7. The Knot – Spring 2011 Issue: The Gown Guide enters it’s second year of higher frequency publication with a cover that I was sure would be a hard sell (Editor’s Note: XOXO Group is a client.). But look at that dress! And look at those blues! And look at those cover lines! Not only is this cover the best selling of the year, the sales volume in many of the largest retailers was through the roof. In this case, the ice berg warning from the Foredeck was pretty far off. Thank goodness!
8. Rolling Stone – May 12 Featuring Steven Tyler: Shouldn’t this magazine for aging Baby Boomers be as cringeworthy as a critique from the American Idol Judge and Aerosmith frontman? Well, no. I picked up this issue of the magazine because the image drew me in. What is Tyler looking at? What about “Game of Thrones”? Many publishers now do what RS does with their skyline, put three different stories up on top. They lose points for simply dropping names, but get them back for solid cover lines in the body and great images.
9. Kiteboarding Magazine – Feb/Mar 2011: This bi-monthly action magazine from Bonnier shows how to mix action, color and the right way to to put multiple lines up on the skyline. Rather than simply list names (We’re talking to you, RS!), they let the action picture speak for itself and promise more action with cover lines like “24 Hot Kites” and “World Speed Record Broken”.
10. Arizona Highways – September 2011 – Photography Issue: I’m a huge fan of regional magazines and this venerable state publication shows another way to do a black and white cover that draws you in and says “Pick Me Up!”
But wait, there’s more!
Today’s social commentators have enormous fun pointing out that we live in the age of the participation trophy. Everyone’s special, therefore no one is special and all our standards have been lowered. Nonsense. There’s just a lot more of us now.
And there are more magazines than ever and more selections than ever. So this year, we made room on the Foredeck for some “Honorable Mentions” in the world of newsstand worthy cover images.
1st Honorable Mention. Newsweek -Feb 7, 2011 – Featuring the Egyptian Revolution: Hi Time Magazine! Yes, we’re talking to you.
2nd Honorable Mention. Portland (ME) Magazine – Sep 2011 – Featuring Patrick Dempsy: McDreamy goes to Maine? This small city regional manages to get it all right on one cover. A memorable image, great color; sharp, short, snappy cover lines. Oh yes, great skyline.
3rd Honorable Mention. Juxtapoz Magazine -Apr 2011 -Featuring Art in The Streets. This one is counterintuitive. When the magazine first arrived in the office (Editor’s Note: I work for High Speed Productions, the parent company of Juxtapoz) my reaction was unenthusiastic. But every store that I visited that carried this issue had it out on the front lip of the front shelf. It was one of the best selling issues this year. Why? A memorable topic (Street Art), simple design, an online ad campaign to back the issue and an image that grows on you.

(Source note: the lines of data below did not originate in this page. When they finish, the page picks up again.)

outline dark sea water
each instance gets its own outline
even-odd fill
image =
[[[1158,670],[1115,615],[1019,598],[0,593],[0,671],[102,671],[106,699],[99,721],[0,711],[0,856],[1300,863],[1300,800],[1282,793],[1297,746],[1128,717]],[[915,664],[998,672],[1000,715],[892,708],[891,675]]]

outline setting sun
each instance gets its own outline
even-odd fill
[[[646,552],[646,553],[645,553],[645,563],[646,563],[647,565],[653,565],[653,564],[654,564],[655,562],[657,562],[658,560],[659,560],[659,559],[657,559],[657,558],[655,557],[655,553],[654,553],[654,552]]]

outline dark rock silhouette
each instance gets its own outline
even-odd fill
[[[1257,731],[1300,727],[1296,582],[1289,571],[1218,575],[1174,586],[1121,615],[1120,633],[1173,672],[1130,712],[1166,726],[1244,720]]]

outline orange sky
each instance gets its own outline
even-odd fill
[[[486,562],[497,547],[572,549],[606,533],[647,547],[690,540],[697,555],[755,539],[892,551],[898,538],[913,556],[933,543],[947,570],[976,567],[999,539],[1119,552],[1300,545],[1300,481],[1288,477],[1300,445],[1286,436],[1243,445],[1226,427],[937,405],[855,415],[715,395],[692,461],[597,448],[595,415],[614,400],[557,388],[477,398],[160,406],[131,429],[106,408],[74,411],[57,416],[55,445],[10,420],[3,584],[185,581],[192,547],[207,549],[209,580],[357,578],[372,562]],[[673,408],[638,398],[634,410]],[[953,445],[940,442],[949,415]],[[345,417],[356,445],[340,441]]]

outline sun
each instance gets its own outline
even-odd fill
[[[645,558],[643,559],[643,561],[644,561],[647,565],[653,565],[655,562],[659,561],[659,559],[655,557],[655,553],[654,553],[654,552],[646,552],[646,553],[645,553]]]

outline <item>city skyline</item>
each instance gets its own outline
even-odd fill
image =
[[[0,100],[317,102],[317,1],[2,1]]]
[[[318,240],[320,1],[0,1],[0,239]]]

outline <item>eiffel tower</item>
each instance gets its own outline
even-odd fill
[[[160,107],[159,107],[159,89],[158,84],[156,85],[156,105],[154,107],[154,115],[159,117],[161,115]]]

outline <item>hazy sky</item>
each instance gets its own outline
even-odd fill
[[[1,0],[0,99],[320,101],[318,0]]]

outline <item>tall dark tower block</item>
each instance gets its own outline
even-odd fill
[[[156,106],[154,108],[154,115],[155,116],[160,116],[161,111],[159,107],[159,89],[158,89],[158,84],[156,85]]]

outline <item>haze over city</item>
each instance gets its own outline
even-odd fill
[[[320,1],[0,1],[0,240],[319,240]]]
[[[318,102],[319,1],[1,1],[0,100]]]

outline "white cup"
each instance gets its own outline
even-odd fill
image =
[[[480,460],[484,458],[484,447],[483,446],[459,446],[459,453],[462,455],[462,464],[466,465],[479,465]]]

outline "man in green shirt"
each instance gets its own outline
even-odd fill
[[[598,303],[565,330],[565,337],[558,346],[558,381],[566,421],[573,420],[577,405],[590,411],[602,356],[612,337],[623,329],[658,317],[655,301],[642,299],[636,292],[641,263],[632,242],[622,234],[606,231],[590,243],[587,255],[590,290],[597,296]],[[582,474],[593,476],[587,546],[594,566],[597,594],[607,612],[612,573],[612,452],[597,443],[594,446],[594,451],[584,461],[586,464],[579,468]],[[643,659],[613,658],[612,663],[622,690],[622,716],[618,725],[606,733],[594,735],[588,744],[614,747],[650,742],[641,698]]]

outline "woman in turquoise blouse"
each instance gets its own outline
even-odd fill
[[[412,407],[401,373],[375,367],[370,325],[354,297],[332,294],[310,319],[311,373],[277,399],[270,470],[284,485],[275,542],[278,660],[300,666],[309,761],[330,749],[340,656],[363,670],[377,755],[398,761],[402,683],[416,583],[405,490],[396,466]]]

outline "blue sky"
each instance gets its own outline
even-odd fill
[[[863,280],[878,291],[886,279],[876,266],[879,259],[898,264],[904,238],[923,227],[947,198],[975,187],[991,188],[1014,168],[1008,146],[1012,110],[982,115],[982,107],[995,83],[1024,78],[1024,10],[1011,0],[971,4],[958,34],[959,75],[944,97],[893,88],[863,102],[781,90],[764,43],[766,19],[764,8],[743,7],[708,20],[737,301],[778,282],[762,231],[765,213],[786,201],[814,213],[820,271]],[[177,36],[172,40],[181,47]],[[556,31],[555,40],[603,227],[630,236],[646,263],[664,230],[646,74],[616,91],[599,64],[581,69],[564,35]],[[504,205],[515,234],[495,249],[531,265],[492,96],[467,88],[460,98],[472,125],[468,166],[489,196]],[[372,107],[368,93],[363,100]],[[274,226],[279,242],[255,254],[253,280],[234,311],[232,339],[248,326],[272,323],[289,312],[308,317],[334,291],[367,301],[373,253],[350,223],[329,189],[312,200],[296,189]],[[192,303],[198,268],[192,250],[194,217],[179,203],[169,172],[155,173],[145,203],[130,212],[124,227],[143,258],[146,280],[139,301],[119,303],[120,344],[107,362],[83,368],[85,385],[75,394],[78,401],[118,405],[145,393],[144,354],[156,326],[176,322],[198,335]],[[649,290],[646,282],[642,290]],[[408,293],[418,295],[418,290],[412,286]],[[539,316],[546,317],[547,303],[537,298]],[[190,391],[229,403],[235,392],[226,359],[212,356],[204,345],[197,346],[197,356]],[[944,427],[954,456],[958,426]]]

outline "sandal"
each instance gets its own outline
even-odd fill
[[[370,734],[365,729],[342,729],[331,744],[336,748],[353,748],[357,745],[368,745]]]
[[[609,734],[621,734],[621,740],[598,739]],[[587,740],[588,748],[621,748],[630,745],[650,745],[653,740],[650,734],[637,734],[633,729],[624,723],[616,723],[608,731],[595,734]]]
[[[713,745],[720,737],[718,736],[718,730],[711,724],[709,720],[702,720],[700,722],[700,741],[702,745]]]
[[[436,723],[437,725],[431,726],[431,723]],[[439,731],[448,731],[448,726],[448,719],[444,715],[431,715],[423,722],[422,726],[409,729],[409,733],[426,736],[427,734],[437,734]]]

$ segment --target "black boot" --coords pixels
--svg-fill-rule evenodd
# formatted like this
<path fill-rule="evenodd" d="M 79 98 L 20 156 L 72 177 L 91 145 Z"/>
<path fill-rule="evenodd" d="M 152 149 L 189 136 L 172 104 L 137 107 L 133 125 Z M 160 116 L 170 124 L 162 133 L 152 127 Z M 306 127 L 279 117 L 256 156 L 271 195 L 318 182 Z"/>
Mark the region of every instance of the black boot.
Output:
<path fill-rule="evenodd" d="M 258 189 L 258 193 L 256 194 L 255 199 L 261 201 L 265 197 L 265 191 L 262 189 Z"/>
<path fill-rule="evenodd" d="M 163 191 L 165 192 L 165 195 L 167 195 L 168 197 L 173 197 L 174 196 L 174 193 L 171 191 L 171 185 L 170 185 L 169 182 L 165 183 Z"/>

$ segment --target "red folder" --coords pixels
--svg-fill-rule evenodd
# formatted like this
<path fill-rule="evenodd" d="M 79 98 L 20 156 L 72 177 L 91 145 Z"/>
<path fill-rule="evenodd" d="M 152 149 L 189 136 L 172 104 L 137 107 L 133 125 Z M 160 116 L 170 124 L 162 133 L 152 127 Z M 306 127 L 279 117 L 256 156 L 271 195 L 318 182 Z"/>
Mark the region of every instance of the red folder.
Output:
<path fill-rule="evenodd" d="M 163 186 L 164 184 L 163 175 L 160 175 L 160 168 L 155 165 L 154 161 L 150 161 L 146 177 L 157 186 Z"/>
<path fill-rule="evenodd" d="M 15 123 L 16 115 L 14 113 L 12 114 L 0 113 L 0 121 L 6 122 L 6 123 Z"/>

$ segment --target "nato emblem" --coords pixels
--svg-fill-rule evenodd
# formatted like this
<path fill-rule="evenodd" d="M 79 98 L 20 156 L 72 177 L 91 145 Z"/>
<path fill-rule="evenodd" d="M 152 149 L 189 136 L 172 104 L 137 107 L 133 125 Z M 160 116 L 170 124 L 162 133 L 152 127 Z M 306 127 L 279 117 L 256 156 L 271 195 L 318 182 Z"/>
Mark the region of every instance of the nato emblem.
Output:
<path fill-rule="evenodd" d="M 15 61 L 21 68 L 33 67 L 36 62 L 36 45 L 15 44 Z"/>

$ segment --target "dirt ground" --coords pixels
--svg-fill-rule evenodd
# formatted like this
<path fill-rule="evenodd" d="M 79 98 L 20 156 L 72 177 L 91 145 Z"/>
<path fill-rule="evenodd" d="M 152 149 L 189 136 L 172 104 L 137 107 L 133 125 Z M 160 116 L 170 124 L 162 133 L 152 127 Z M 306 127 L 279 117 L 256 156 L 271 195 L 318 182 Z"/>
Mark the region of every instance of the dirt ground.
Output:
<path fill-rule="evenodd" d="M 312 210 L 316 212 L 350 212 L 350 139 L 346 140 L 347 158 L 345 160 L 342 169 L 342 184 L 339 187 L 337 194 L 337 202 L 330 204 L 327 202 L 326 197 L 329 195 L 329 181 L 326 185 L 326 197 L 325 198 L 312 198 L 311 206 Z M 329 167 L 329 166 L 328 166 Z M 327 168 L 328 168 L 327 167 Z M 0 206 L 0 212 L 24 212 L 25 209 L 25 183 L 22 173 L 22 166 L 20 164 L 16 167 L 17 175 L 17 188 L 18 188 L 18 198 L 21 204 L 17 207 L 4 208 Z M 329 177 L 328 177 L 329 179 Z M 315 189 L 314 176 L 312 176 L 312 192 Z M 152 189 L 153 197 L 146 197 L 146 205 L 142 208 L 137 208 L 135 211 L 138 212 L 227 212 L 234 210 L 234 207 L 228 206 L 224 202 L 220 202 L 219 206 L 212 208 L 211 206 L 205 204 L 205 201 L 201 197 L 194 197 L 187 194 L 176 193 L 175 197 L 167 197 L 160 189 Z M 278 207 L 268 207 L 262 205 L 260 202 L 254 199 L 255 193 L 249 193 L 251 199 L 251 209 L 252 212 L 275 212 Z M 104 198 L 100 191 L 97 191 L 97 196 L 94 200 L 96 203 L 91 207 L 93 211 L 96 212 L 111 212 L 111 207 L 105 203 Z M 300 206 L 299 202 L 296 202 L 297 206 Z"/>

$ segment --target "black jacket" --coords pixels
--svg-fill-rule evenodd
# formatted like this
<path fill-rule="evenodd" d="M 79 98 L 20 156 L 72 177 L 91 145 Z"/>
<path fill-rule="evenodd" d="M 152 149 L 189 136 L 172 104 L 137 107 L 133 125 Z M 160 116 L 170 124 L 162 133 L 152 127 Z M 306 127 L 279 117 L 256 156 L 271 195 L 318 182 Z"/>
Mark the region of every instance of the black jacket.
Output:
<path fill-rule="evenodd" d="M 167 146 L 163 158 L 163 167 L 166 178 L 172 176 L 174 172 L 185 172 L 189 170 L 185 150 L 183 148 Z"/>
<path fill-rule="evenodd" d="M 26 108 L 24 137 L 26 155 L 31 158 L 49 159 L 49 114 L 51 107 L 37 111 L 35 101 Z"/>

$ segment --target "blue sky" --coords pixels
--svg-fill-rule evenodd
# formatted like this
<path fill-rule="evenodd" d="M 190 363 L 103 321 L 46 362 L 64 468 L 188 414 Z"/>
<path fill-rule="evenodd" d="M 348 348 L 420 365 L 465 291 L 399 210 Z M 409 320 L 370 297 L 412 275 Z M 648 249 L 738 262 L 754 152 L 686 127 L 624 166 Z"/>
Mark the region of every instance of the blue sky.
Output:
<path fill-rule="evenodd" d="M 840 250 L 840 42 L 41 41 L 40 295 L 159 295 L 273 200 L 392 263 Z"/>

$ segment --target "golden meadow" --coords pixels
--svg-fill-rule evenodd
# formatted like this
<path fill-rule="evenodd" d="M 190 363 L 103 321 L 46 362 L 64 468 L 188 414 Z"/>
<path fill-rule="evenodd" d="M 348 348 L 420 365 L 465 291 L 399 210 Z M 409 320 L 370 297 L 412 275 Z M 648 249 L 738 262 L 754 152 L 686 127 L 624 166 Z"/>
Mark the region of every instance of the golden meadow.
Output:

4th Honorable Mention. Hour Detroit – Jun 2011 – Featuring The Best of Detroit. What I like best about this cover is how different it is from most typical “Best Of” covers. The illustration, the embracement of what makes Detroit a great city.
5th Honorable Mention. Lake Superior – Sep 2011: Well, why can’t the greatest of the Great Lakes have it’s own magazine? And why not a really colorful illustration that shows off the fun to be had?
So there you have it. The best for this year and five “Honorable Mentions”. While beauty is often in the eye of the beholder, you should always keep in mind that you have many audiences for your cover. Newsstand cover design is a mixture of art, science, algebra, voodoo and strong opinions. For my short hand on how to develope a good newsstand cover, click here.
Are these your favorites? What are your selections for the best covers this year?